Categorical Lag Transformer

The categorical lag is used for categorical variables and represents the most common value in the neighborhood.

For example, given a feature representing a property type (such as house, apartment, townhouse, and so on), the categorical lag is the most common property in the surroundings.

This is also a feature engineering method which computes categorical lag values that can be directly used to train any machine learning models. The CategoricalLagTransformer class computes the categorical lag of a given training data and changes the value of an observation for its categorical lag. It transforms an observation's value with the most common value in the neighborhood.

An instance of this class takes the spatial_weights_definition parameter, which defines the relationship between the neighboring observations.

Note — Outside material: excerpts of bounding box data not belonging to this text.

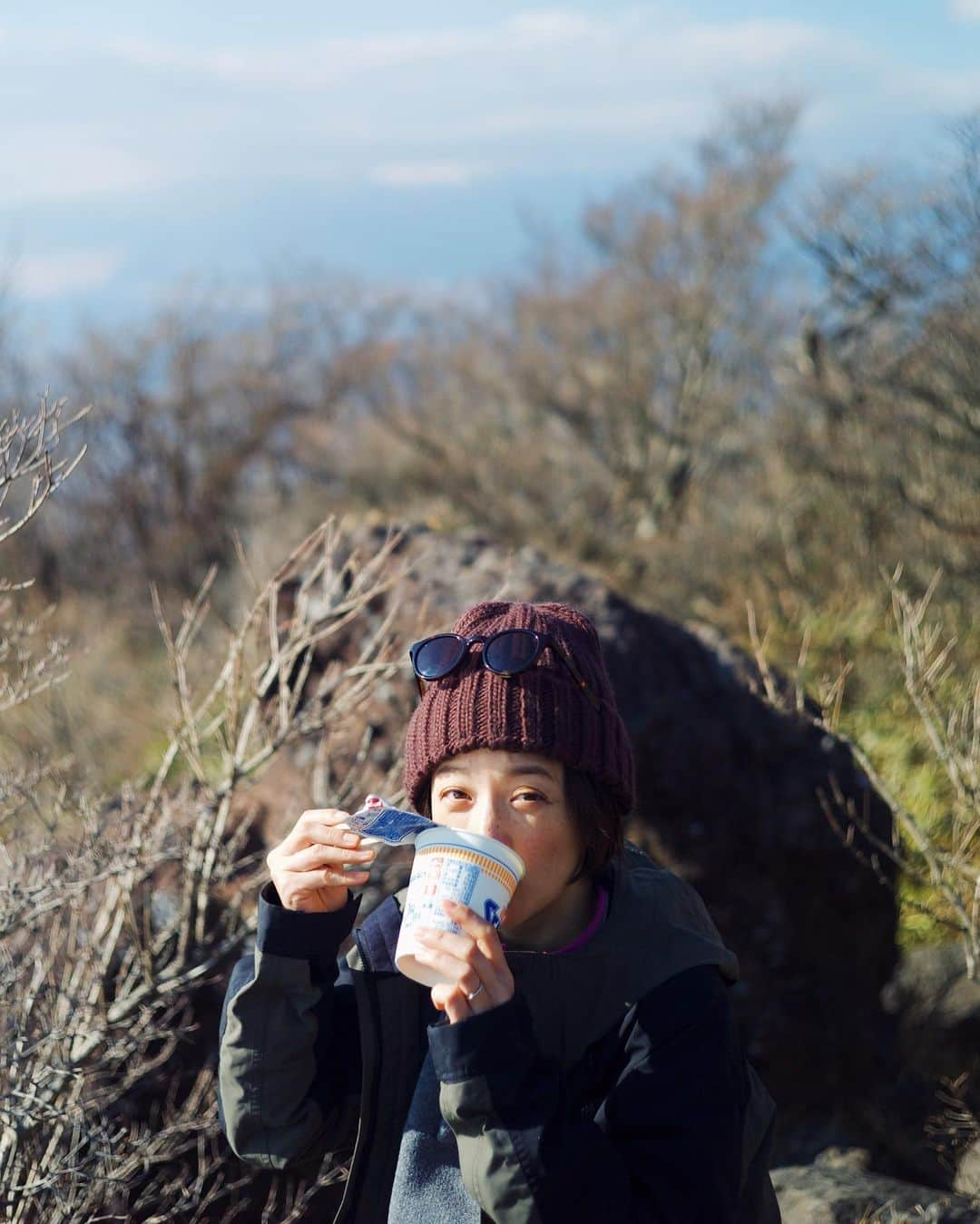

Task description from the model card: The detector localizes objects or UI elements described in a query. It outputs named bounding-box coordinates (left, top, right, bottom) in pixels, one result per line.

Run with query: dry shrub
left=0, top=511, right=408, bottom=1224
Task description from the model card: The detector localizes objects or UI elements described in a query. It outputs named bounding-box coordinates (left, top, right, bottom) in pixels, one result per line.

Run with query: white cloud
left=104, top=31, right=485, bottom=89
left=0, top=0, right=954, bottom=208
left=508, top=8, right=598, bottom=43
left=10, top=251, right=122, bottom=301
left=0, top=122, right=176, bottom=206
left=368, top=162, right=487, bottom=187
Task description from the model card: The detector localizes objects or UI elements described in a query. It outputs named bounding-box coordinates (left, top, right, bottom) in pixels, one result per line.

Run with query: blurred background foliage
left=0, top=103, right=980, bottom=945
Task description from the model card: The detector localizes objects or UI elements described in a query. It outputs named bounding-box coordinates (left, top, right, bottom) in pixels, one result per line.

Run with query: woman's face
left=432, top=748, right=593, bottom=947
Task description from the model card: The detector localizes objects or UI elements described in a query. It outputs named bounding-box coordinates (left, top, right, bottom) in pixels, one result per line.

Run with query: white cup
left=396, top=825, right=524, bottom=986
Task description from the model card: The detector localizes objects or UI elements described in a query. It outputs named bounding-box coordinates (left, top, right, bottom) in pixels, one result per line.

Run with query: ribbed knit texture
left=405, top=601, right=633, bottom=815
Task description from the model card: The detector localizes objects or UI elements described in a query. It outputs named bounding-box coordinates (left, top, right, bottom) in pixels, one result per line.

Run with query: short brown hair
left=565, top=766, right=624, bottom=884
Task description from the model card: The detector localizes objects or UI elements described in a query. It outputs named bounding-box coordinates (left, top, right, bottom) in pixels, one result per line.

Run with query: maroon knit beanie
left=405, top=602, right=633, bottom=815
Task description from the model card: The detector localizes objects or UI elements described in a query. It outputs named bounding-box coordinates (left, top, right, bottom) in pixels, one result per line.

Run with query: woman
left=220, top=602, right=779, bottom=1224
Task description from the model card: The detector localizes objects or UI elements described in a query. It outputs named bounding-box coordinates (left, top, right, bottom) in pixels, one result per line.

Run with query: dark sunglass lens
left=415, top=634, right=463, bottom=681
left=484, top=629, right=537, bottom=673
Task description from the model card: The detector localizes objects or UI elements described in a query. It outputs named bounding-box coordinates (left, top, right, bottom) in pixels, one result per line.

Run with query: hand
left=266, top=808, right=376, bottom=913
left=415, top=901, right=514, bottom=1024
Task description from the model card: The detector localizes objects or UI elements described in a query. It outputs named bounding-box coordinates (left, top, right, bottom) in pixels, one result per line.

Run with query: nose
left=470, top=798, right=510, bottom=846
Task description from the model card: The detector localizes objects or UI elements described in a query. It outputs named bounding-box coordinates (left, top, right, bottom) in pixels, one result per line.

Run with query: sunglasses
left=408, top=629, right=600, bottom=710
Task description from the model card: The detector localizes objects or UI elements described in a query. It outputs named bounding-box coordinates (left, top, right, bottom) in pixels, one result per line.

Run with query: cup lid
left=415, top=825, right=526, bottom=884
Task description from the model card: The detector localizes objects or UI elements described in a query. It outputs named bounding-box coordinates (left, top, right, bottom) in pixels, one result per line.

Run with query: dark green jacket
left=219, top=847, right=779, bottom=1224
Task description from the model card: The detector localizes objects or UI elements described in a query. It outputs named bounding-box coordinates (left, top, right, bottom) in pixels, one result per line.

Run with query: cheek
left=514, top=830, right=580, bottom=887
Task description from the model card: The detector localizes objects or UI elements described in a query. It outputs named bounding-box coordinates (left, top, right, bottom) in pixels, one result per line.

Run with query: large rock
left=772, top=1161, right=980, bottom=1224
left=233, top=518, right=896, bottom=1163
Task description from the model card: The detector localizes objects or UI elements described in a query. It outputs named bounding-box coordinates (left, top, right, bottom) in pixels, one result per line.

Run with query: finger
left=281, top=808, right=359, bottom=855
left=432, top=982, right=480, bottom=1024
left=278, top=866, right=371, bottom=894
left=443, top=900, right=506, bottom=968
left=414, top=926, right=514, bottom=1010
left=280, top=845, right=378, bottom=871
left=415, top=946, right=494, bottom=1010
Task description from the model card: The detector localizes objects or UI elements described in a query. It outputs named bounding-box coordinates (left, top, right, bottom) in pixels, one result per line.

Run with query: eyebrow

The main methods of the class are described in the following table.

Method Description
fit Calculates the spatial weights of the training data using the algorithm associated with the spatial_weights_definition parameter and the geometry column.
transform Returns the most common value from each location's neighbors. By defining the use_fit_lag parameter, the method can use the neighbors from the training set, or the data passed into the transform method. The output is a NumPy array.
fit_transform Calls the fit and transform methods in sequence with the training set.

See the CategoricalLagTransformer class in Python API Reference for Oracle Spatial AI for more information.

The following example uses the block_groups SpatialDataFrame and the CategoricalLagTransfomer method to transform the values from the INCOME_CLASS feature for the most common value of the corresponding neighbors.

The INCOME_CLASS column has four categories: High, Medium-High, Medium-Low, Low. These represent the income level for a specific observation. The target variable (MEDIAN_INCOME) and the geometry column are not part of the output.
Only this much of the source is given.